Watergate and Regulatory Burden
What do the infamous Watergate scandal and overwhelming regulatory burden on community banks have in common? “Follow the Money.” Many of us remember this quip from the Watergate scandal. It was another way for “Deep Throat,” the most famous source in American history, to say “connect the dots.” So let’s follow the money and see if we can find the answer to why community banks are being crushed by regulatory overkill.
Today, just five banks, less than 1 percent of total U.S. banks, hold 40 percent of the nation’s deposits. Just 10 banks hold 55 percent. And fewer than 100 banks, or 1.2 percent, hold more than 80 percent of the nation’s total banking assets.

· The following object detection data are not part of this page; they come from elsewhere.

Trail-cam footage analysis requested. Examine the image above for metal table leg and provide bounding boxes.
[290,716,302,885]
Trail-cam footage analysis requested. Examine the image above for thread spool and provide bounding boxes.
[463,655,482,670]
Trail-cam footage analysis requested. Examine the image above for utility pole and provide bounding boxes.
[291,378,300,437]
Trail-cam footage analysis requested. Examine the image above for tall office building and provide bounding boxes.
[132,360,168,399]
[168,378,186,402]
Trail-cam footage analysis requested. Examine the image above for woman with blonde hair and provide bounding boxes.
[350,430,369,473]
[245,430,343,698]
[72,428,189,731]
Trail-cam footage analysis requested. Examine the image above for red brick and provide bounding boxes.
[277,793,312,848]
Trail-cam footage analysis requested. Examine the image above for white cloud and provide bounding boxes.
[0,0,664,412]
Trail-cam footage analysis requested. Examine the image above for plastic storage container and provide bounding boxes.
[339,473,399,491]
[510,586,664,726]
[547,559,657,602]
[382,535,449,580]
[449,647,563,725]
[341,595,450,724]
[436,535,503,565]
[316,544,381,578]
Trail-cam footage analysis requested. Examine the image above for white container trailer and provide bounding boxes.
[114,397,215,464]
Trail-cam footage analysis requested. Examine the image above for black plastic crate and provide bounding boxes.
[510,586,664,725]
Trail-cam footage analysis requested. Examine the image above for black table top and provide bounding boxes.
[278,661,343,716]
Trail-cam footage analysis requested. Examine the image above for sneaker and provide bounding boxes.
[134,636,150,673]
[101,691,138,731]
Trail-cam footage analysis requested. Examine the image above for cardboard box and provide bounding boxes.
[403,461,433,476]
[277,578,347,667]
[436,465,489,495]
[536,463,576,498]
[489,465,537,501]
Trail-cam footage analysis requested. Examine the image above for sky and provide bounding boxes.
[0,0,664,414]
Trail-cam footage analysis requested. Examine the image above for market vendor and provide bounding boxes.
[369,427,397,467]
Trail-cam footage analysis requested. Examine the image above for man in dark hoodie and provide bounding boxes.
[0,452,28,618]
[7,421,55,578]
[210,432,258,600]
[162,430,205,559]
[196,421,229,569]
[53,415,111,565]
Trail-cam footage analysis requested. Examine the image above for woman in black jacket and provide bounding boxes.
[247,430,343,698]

In fact, since the crisis began, the very banks that triggered a global financial meltdown have actually gotten bigger!
Over the past 30 years, as our nation’s banking system became more and more concentrated in fewer and fewer hands, the federal regulatory agencies and Congress moved to protect consumers and curtail abuses that almost naturally come with unbridled growth and sheer size. At some point an institution becomes so large that corporate objectives gain primacy over customer care. That is because at some point an institution’s sheer size or monopoly on a product makes a single individual not count for much. We have all experienced the frustration of dealing with on-line automated “help desks,” gate agents at an airport, or the local DMV. To a business that employs nearly 500,000 worldwide and serves tens of millions of customers around the globe, what is the value of a single individual relationship?

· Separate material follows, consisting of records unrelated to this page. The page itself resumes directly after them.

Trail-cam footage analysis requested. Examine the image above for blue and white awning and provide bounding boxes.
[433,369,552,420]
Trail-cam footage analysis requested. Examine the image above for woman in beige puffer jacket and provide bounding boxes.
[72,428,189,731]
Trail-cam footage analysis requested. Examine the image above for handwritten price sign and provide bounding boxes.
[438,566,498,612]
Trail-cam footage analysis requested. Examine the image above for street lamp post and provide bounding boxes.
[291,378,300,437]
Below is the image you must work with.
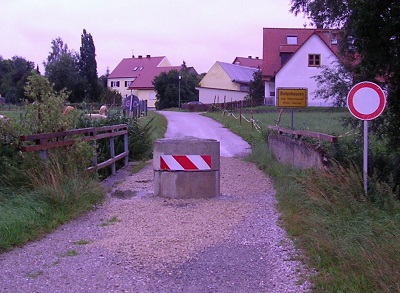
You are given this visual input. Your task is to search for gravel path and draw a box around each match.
[0,110,311,293]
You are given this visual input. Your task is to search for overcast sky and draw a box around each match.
[0,0,309,76]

Contemporaneous with the rapid concentration of banking assets and the creation of too-big-to-fail institutions came the phenomena of the burgeoning “shadow” banking industry, which operated largely outside the reach of bank regulators and had little or no oversight or constraints on the types of products offered to customers or whether the products offered were appropriate for various customer types. Again, the major focus of these unregulated financial firms was growth and investor return. And once again, customers became just a commodity to be churned through the product mill.
When that happens, businesses get sloppy, executives begin to think they are “bulletproof” and customer abuse begins to creep into the firm’s business practices. When customer abuse becomes widespread, government invariably steps in and acts. And those actions lead to regulations that are not selectively applied just to the banks or shadow financial firms that became insensitive to or abused their customers, but more broadly to all banks—whether they engaged in reckless activities or not.
As the saying goes, “one bad apple spoils the barrel.” And voila, staggering regulatory burden on the institutions that had nothing to do with the abuses, greed or overreach that caused the problems in the first place. And that is why community banks suffer from regulatory overkill.
For nearly three decades, abuses by the few have caused regulatory pain for the many. And this is why ICBA has fought hard for a regulatory and examination system that recognizes that community banks are not the abusers and deserve a different regulatory standard—a standard that recognizes that the community bank has a fundamentally different business model than the largest banks and non-bank financial firms. Community banks make and hold loans and stay close to their customers. It is a business model based on relationship banking, not the business model preferred by the largest Wall Street banks, which use a transaction-based business model. Both models are valid and necessary; however, ICBA fundamentally believes that these two very different business models require different examination and regulation schemes.
So the next time you hear policymakers say that “the financial crisis was not the fault of the community banks down on Main Street,” let’s all hope that they put their words into actions and do NOT reject a two-tier regulatory and examination framework.